Priscilla Hart is stabbed 16 times by unknown assailants during a communal riot in Zalilgarh, 1989. The riot erupts with a country-bomb blast in the tension caused by the Ram Shila procession. Hart had no enemies and the cause of her murder is a mystery. Her separated parents, Rudyard and Katharine, travel to India together to see her work-place one last time.

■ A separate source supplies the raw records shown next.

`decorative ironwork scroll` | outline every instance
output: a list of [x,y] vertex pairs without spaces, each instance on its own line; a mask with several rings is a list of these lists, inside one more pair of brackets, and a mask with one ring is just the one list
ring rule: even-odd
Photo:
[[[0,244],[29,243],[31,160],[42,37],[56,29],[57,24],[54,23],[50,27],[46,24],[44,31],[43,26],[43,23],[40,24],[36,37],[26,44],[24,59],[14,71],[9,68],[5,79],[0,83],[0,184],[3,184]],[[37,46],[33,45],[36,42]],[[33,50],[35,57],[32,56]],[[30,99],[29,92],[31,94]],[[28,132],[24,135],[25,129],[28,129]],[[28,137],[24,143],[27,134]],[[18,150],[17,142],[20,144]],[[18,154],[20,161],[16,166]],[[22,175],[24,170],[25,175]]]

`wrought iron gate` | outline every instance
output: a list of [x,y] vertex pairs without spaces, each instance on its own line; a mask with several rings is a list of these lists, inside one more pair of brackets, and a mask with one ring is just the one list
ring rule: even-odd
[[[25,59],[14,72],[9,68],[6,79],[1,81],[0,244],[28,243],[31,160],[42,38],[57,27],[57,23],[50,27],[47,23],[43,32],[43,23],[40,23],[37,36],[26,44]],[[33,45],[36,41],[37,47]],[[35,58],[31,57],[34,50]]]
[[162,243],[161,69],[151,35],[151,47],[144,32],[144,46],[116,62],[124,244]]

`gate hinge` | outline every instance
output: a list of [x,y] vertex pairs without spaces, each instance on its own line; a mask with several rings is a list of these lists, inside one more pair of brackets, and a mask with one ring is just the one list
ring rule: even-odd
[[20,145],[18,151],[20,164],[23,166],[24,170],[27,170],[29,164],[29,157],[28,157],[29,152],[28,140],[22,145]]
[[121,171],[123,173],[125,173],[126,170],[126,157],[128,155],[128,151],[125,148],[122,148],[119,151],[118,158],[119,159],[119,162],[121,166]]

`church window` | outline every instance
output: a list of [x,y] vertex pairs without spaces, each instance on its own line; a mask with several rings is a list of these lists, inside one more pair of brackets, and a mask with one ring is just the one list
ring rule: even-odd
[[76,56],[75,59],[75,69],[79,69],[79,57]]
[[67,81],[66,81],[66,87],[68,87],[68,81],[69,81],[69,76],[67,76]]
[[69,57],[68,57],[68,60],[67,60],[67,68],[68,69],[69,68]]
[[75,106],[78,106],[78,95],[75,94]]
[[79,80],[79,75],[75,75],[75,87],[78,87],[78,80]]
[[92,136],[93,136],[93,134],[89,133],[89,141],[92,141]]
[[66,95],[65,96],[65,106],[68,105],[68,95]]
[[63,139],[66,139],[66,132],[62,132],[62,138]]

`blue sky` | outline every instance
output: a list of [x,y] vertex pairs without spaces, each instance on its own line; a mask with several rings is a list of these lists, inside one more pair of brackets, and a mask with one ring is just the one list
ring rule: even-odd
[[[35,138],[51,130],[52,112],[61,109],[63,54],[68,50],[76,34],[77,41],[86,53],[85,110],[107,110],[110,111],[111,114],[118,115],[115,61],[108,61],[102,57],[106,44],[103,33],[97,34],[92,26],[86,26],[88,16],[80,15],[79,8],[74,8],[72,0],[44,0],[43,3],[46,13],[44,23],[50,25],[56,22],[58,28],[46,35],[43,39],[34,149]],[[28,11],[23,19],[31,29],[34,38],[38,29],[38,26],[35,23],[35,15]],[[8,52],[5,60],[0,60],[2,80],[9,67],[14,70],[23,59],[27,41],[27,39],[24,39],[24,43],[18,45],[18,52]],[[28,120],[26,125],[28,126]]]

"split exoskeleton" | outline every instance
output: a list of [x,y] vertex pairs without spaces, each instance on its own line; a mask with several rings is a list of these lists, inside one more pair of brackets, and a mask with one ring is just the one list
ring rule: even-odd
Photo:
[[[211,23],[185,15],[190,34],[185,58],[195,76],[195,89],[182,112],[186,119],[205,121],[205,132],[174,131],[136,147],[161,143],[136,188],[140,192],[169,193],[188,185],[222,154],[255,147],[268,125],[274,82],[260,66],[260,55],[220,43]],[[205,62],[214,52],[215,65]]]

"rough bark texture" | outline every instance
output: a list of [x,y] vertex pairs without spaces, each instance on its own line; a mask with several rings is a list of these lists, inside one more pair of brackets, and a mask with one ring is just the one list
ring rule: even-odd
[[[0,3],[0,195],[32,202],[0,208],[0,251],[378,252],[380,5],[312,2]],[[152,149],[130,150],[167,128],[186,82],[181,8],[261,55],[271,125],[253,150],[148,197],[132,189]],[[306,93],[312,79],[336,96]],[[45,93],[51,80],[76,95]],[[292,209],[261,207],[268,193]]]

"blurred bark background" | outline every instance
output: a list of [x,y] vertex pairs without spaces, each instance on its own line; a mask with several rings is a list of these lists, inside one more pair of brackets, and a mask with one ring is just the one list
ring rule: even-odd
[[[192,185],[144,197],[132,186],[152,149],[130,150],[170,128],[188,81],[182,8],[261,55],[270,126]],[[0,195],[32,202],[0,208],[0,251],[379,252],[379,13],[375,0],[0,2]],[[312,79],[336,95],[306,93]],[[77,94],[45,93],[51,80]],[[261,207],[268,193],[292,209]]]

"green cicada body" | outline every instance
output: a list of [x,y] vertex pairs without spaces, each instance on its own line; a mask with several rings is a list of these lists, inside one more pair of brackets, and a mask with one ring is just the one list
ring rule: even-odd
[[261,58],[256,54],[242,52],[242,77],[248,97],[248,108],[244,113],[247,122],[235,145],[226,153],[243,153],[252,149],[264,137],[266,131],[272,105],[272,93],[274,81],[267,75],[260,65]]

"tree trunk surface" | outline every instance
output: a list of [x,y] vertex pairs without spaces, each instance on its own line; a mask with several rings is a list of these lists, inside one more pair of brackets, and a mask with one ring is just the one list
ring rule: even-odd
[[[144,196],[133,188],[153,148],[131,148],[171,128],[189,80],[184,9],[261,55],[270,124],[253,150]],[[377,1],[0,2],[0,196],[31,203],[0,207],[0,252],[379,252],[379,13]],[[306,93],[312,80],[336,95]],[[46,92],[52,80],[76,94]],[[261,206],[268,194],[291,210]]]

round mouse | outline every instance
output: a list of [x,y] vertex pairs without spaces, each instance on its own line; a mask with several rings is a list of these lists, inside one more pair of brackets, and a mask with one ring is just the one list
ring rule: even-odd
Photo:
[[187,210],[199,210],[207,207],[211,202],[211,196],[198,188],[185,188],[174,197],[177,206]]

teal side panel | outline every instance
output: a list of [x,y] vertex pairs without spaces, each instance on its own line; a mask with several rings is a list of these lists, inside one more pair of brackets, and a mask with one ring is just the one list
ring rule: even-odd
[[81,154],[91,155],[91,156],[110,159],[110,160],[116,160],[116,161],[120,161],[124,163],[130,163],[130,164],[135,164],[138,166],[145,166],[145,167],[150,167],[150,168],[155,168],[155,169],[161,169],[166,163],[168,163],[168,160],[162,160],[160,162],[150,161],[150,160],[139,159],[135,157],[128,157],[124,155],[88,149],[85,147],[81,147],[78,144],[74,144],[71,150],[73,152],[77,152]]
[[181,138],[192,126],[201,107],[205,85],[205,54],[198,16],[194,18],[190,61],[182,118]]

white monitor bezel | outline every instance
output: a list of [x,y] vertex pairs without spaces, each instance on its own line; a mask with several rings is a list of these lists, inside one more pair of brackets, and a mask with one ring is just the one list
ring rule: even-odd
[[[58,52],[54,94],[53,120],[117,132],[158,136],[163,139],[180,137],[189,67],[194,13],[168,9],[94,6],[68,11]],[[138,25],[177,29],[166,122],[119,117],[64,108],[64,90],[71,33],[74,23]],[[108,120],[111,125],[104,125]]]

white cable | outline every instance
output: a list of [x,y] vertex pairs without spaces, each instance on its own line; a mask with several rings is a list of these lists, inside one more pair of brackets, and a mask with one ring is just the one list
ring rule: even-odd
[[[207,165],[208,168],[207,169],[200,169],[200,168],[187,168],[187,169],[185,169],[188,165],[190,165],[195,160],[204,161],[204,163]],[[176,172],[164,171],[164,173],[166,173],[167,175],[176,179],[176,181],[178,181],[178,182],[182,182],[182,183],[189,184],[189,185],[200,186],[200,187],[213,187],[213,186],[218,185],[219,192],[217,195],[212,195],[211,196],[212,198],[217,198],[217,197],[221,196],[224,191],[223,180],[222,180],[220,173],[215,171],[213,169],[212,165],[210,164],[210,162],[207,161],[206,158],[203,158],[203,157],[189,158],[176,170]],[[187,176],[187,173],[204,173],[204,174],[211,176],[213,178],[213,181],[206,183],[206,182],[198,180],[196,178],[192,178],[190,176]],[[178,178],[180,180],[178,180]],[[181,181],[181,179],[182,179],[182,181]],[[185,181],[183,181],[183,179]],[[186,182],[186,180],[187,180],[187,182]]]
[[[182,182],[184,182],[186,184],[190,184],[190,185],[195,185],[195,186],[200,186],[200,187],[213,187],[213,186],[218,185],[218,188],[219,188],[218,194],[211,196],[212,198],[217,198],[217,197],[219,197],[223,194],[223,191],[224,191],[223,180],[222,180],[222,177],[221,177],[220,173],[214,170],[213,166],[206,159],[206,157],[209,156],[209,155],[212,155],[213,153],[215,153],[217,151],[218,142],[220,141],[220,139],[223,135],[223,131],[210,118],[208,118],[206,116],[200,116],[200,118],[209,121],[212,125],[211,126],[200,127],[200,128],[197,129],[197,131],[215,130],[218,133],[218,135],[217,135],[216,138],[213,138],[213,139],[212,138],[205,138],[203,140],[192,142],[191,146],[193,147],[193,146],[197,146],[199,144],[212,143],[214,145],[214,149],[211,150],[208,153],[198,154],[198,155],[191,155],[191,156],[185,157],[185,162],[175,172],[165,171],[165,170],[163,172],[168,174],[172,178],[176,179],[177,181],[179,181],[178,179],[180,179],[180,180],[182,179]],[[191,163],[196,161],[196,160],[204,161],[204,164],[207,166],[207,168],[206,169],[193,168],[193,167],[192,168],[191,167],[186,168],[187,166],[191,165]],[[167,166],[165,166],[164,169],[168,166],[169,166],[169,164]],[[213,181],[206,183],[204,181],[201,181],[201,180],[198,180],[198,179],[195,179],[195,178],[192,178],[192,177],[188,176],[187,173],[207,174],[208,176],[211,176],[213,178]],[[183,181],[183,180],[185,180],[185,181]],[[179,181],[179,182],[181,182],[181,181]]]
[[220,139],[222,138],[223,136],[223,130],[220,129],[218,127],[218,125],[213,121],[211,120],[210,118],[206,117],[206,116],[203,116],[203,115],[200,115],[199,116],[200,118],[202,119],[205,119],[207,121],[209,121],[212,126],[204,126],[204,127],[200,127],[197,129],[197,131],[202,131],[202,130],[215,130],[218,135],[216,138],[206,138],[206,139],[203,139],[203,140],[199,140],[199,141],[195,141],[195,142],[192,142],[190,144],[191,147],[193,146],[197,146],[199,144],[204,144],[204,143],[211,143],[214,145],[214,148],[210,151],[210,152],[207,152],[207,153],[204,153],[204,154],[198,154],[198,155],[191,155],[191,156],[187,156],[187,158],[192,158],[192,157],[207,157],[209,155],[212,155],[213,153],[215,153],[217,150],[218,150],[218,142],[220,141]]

They are accompanied from Delhi by Randy Diggs, the local newsman who wants a better story. Priscilla worked for HELP-US, an NGO which helped women gain control of their wombs through contraception. Her colleagues Kadambari, a social worker, and Das the project director are mystified. The local police officer Gurinder Singh IPS, a hard drinking, foul-mouthed, son-of-a-gold-brick has no reasons, and the IAS officer Lakshman, a South Indian, is bewildered. Or so it all appears.
The story unwinds through a double helix, one strand through records, entries, and letters, and the second strand through interviews, conversations and interrogations. Appearances blur and events reshape themselves into all too easily recognisable forms. Lakshman and Priscilla are passionately in love, notwithstanding his wife Geetha and daughter Rekha. Lakshman has never known carnal pleasure, being devoted to his family as any good Indian would presumably be. Priscilla finds his mix of warmth and alien intelligence attractive - fatally so in the circumstances.
The VHP functionary Ram Charan Gupta is too keen on his own programme of hate. The historian from JNU, Sarwar presents the picture of Indian Muslimness and its unique identity. Lakshman gives Priscilla the liberal Hindu view between the rhythmic squeaks of the charpoy, and Gurinder Singh emblematises the perspective of law and order as humane enterprise. The Muslim women Priscilla works with, love the idea of birth control but their menfolk threaten the American with dire consequences if she continues. Kadambari too is shaken. A gleeful Gupta gets wind of the trysts between Priscilla and Lakshman. He wants revenge against Lakshman, and the Kothli, an ancient feudal mansion which is the lovers' rendezvous, turns out to be a temporary crude bomb factory for those desperate Muslim youth who retaliate. The "Oh! so innocent" Geetha prays for her husband's continued success, specially on the day Priscilla dies. The story is imaginatively crafted; the prose, a fictive mix of news cuttings, tape-recordings, letters, excerpts of scrapbooks and diaries. The perspec-tive often zooms into close focus and back to a panoramic view which makes the book read like a movie. The writing grates occasionally with prejudices that beam out unknown, reminding one of Upamanyu Chatterjee.
Tharoor loves love and sex. There are several touching and graphic scenes in the strand which traces the progress of intimacy. Even readers who have no problems with eroticism in general might find it excessive in the context.
That Tharoor's alter-ego Lakshman, philosophises about carnality as he soaks in it, passes muster; but the culmination of their last tearful meeting in the posture Priscilla the child once discovered her father Rudyard and paramour in is too much! It leaves one wondering what the carnal equivalent of maudlin is.